La medusa cinese conquista il lago di Monate: «Non è pericolosa, ma potrebbe proliferare»

La medusa cinese conquista il lago di Monate: «Non è pericolosa, ma potrebbe proliferare»
Avvistata la Craspedacusta sowerbii, piccolo organismo d’acqua dolce originario dell’Asia. Il professor Marco Saroglia: «È leggermente urticante, come una puntura di zanzara. Il prossimo anno potremmo vederne molte di più»

Una piccola medusa nelle acque del lago di Monate. Potrebbe sembrare un’immagine insolita, soprattutto pensando a un bacino d’acqua dolce, eppure l’animale immortalato nel lago varesino appartiene proprio a una specie di medusa: la Craspedacusta sowerbii.

Originaria della Cina, questa specie si è progressivamente diffusa in diverse aree del mondo, arrivando anche nelle acque dolci europee. La sua presenza nei laghi lombardi non sarebbe però una novità assoluta. A confermarlo è Marco Saroglia, professore ordinario di Acquacoltura e Biotecnologie Alieutiche all’Università degli Studi dell’Insubria, secondo cui le prime osservazioni nei bacini lombardi risalirebbero ad almeno un anno fa.

Resta invece da capire come la Craspedacusta sowerbii sia riuscita ad arrivare nei laghi del Varesotto. Una domanda alla quale, al momento, non esiste una risposta certa.

«Non è pericolosa»

La notizia potrebbe suscitare qualche preoccupazione tra chi frequenta il lago, ma l’esperto invita a non allarmarsi.

«Non è pericolosa, è leggermente urticante al contatto», spiega Saroglia, paragonando la sensazione provocata dall’animale al fastidio di una puntura di zanzara.

Il vero interrogativo riguarda piuttosto l’impatto che questa specie può avere sull’ecosistema. Gli studiosi stanno infatti valutando quali possano essere le conseguenze della sua presenza e quali siano i suoi eventuali predatori naturali.

Ma non è escluso nemmeno uno scenario sorprendente: la medusa potrebbe avere un effetto positivo sull’ambiente. «Potrebbe trattarsi anche di un “depuratore” benefico», osserva il docente.

Ama l’acqua calda

La proliferazione della Craspedacusta sowerbii è strettamente legata alle condizioni ambientali. Per svilupparsi e riprodursi, la specie necessita infatti di temperature dell’acqua di almeno 25 gradi.
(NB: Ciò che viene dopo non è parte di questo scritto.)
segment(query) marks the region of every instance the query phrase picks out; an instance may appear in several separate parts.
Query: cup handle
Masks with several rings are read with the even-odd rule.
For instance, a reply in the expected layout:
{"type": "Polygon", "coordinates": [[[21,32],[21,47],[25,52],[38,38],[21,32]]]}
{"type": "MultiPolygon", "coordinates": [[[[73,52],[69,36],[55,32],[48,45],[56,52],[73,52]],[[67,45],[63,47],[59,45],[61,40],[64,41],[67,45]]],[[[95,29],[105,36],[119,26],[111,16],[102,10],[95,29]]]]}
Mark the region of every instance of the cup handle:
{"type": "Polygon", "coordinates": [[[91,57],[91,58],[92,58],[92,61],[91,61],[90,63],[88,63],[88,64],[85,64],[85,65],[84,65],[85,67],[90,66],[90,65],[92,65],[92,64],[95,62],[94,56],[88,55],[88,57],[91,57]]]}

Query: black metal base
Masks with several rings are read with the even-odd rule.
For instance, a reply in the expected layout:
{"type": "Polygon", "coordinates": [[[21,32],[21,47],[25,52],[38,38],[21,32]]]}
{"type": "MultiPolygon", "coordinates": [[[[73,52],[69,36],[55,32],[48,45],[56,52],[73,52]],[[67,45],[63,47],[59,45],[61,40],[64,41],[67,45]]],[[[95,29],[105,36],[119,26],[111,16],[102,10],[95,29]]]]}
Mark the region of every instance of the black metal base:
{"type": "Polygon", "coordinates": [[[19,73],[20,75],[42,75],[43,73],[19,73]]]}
Le segnalazioni arrivate finora riguardano il lago di Monate, ma non è possibile escludere che l’organismo sia già presente in altri bacini della zona. In particolare, la sua presenza potrebbe essere favorita nelle aree caratterizzate da acque più ferme, stagnanti o prossime a zone paludose.

«Al momento ci sono state segnalazioni dal lago di Monate ma potrebbe essere presente in altri laghi, soprattutto in zone un po’ stagnanti e paludose», spiega Saroglia.

C’è però un’altra precisazione importante. Non tutti i piccoli organismi che possono essere scambiati per meduse nei nostri laghi appartengono necessariamente a questa specie aliena.

«Occorre ricordare che piccoli cnidari di acqua dolce del genere Hydra sono anche autoctoni nelle nostre acque», sottolinea il professore.

L’anno prossimo potrebbe essere molto più evidente

La presenza della Craspedacusta sowerbii potrebbe dunque non essere un fenomeno isolato. Al contrario, le condizioni climatiche e ambientali potrebbero favorirne una maggiore diffusione.

«È certo, comunque, che il prossimo anno potremmo assistere a una presenza molto più evidente e massiccia di questa specie aliena», avverte Saroglia. Il motivo è semplice: «Sono infatti animali prolifici».

La piccola medusa del lago di Monate diventa così un nuovo elemento da osservare nei bacini d’acqua dolce del Varesotto. Per ora nessun allarme per i bagnanti, ma la sua eventuale diffusione merita attenzione, soprattutto per comprendere quale impatto potrà avere sugli equilibri degli ecosistemi lacustri.

E la domanda resta aperta: la medusa cinese è già arrivata anche in altri laghi della zona?